While it’s tempting to think the wrapper is fake, the real wrapper isn’t so cheap, and it takes a lot of time and labor to make.
“It’s going to take about two hours to make a wrapper, and I think the whole process is worth it,” he said.
And it can be a fun experience, too.
“You get to see the wrapper, the wrapper that’s being used, and you’re getting a cigar,” John added.
“Even if it is a fake, you’re still getting to taste the cigar.
That’s really fun.”
The candy wrapper costume was inspired by the original “Candyman,” a cartoon character created by comic book artist and author Stan Lee in the 1970s.
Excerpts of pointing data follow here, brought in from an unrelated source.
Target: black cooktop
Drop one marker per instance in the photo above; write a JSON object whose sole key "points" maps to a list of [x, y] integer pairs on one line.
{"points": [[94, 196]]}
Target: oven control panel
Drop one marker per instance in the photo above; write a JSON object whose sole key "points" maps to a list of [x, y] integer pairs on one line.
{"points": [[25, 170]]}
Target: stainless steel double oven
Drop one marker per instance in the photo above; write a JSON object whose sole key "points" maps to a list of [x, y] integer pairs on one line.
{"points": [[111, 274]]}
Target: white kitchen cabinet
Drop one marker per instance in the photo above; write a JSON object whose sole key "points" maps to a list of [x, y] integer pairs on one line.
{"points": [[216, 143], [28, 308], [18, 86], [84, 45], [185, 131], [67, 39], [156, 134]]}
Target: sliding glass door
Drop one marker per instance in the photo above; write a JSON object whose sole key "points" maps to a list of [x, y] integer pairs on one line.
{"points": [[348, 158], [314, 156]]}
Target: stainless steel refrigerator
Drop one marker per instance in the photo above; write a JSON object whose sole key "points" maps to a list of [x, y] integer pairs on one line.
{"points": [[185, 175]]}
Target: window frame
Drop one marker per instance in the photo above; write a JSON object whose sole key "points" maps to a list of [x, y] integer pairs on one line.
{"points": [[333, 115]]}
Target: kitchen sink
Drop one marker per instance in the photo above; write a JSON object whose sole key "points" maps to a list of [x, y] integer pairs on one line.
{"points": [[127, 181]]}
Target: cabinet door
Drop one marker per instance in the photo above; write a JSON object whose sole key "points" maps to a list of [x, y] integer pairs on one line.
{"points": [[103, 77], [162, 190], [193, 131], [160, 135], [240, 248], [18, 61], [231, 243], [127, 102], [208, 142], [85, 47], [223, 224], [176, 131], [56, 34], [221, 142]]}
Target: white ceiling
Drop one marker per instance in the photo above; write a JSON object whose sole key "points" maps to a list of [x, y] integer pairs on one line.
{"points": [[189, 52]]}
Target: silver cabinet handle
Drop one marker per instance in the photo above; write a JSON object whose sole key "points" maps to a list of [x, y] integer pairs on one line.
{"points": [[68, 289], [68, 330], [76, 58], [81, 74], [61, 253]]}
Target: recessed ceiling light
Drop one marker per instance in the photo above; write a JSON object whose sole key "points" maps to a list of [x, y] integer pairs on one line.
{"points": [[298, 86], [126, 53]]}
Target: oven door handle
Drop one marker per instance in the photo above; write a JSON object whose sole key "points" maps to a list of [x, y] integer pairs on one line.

The character was a white man with a cigar dangling from his mouth, who wore a black costume and a cigar holder.
But Lee’s original cartoon had been changed several times, with the original character being a young black man.
So, in the 1960s, the creator of the candy wrapper came up with a new costume, this time featuring a black man in a white costume.
In the 1990s, Lee decided to put a twist on the original cartoon to show how different his characters’ costumes were.
“Stan Lee, who created the original ‘Candy Man,’ died in 2000, but he did not pass away,” the comic book creator told the CBC.
“He died as a writer, and he never changed his character’s skin color, and his clothes, or his costume.”
So, as part of his tribute to the original man, the CBC’s story includes an excerpt from “Crazy Uncle Stan” #3: “I had a hard time telling the story of Uncle Stan’s time in the circus,” said Candyman, a white woman in a candy outfit, sitting on the ground with a toy train in front of her.
“But the stories of my past are very real, and they’re so vivid.
And that’s what I wanted to share with you.”